‘The Sorcerer’s Companion: A Guide to the Magical World of Harry Potter’ by Allan and Elizabeth Kronzek

Background photo by Eduard Militaru

If you love all things Harry Potter and are especially intrigued by the series’ lore, this book’s for you.

The Sorcerer’s Companion: A Guide to the Magical World of Harry Potter — written by professional magician Allan Zola Kronzek and his daughter Elizabeth Kronzek, a historian with a master’s in Renaissance history from Princeton — is an unofficial compendium of the true history, folklore, and mythology that inspired J.K. Rowling’s mega-popular universe.
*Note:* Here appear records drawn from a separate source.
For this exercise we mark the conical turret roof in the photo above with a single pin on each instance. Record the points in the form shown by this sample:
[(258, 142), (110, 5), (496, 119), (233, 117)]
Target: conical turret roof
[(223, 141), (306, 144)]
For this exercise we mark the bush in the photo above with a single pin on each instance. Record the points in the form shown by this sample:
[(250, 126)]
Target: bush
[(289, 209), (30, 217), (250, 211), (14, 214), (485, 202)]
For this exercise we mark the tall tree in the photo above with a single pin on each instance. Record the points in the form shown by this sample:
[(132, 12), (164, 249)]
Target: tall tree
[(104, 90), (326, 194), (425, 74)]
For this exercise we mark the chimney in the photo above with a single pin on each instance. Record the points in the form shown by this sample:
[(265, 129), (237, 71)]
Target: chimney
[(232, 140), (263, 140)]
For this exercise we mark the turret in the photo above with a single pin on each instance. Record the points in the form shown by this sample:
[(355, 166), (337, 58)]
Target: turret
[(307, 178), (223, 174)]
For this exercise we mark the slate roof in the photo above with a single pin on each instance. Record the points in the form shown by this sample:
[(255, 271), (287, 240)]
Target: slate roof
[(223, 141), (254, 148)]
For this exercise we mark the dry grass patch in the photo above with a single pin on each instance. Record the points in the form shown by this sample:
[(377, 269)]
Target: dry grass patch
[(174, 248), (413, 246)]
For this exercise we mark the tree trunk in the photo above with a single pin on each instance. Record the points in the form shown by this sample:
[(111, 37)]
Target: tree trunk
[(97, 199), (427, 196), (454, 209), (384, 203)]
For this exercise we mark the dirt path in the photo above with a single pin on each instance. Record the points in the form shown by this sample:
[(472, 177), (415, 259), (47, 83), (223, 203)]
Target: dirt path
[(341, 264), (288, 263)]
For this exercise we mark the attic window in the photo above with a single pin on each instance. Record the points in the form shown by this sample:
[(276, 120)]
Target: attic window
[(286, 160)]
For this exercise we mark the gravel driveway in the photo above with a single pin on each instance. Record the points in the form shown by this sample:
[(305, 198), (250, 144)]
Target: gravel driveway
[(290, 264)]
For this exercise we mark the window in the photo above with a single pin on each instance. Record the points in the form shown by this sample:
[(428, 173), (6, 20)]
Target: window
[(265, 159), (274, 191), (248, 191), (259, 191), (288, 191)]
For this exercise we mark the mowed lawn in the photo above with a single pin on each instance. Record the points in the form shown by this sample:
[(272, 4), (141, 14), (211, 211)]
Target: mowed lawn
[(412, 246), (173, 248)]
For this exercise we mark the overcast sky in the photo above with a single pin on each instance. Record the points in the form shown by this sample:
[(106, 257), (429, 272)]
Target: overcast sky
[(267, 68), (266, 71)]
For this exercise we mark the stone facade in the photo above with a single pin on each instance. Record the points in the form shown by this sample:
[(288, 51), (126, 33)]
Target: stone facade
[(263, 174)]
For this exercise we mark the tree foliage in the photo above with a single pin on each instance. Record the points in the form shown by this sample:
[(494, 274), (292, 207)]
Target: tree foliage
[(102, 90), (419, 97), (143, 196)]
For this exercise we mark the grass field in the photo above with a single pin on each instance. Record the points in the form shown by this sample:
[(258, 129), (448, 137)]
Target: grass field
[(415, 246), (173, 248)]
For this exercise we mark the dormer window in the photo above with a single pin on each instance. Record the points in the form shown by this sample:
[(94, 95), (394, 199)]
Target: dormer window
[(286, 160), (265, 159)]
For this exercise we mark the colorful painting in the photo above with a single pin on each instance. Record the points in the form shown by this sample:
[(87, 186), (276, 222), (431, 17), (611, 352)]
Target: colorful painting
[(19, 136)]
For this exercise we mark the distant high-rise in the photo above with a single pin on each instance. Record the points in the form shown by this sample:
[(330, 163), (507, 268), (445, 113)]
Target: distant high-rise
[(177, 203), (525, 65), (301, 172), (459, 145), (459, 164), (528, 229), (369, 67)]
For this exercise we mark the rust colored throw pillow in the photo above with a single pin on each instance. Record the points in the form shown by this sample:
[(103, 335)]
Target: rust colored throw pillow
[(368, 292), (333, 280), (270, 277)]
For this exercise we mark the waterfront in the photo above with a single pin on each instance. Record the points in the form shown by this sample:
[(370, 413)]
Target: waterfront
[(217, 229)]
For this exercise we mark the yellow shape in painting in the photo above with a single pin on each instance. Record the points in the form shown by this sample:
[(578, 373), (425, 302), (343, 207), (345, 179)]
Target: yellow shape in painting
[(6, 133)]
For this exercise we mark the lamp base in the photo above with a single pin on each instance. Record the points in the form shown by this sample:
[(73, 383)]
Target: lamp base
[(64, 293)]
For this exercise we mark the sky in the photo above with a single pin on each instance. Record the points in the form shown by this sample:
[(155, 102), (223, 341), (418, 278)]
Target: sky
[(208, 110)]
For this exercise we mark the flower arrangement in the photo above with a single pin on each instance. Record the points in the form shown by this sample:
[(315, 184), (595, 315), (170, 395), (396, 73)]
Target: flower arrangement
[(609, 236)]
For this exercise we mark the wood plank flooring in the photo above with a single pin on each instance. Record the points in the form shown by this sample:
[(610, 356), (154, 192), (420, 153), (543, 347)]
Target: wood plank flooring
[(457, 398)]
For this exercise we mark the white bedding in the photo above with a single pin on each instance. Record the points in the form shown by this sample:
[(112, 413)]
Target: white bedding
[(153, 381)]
From the book description:

Wands and wizards, boggarts and broomsticks, hippogriffs and herbology, all have astonishing histories rooted in legend, literature, or real-life events dating back hundreds or even thousands of years. Magic wands, like those sold in Rowling’s Diagon Alley, were once fashioned by Druid sorcerers out of their sacred yew trees. Love potions were first concocted in ancient Greece and Egypt. And books of spells and curses were highly popular during the Middle Ages.

…and here’s an excerpt from Amazon’s editorial review:

Harry Potter aficionados: remember when Buckbeak, Hagrid’s pet Hippogriff, was put on trial by the Committee for the Disposal of Dangerous Creatures? This crazy idea was not invented by J.K. Rowling. In fact, from medieval times all the way up to the 19th century, animals and even insects were often charged with crimes, arrested, imprisoned, tried, convicted, and sometimes executed.


From astrology to Grindylow to reading tea leaves to witch persecution, this fascinating volume gets to the bottom of every magical mystery connected with Hogwarts. Readers learn the unusual method by which premodern Europeans protected themselves from the cry of the uprooted Mandrake, involving a loyal dog and a rope. (Professor Sprout’s solution was to have her herbology students wear earmuffs).

Hermione probably knew, when she was hexed by Draco Malfoy so that her teeth suddenly grew past her chin, that hexes originated in Europe. But did she know the connection between hexes and the folk magic of the Pennsylvania Dutch?

Though you shouldn’t go in expecting a real page-turner like Rowling herself might have written, this is a well-researched reference guide that offers a nice introduction to folklore, especially for kids.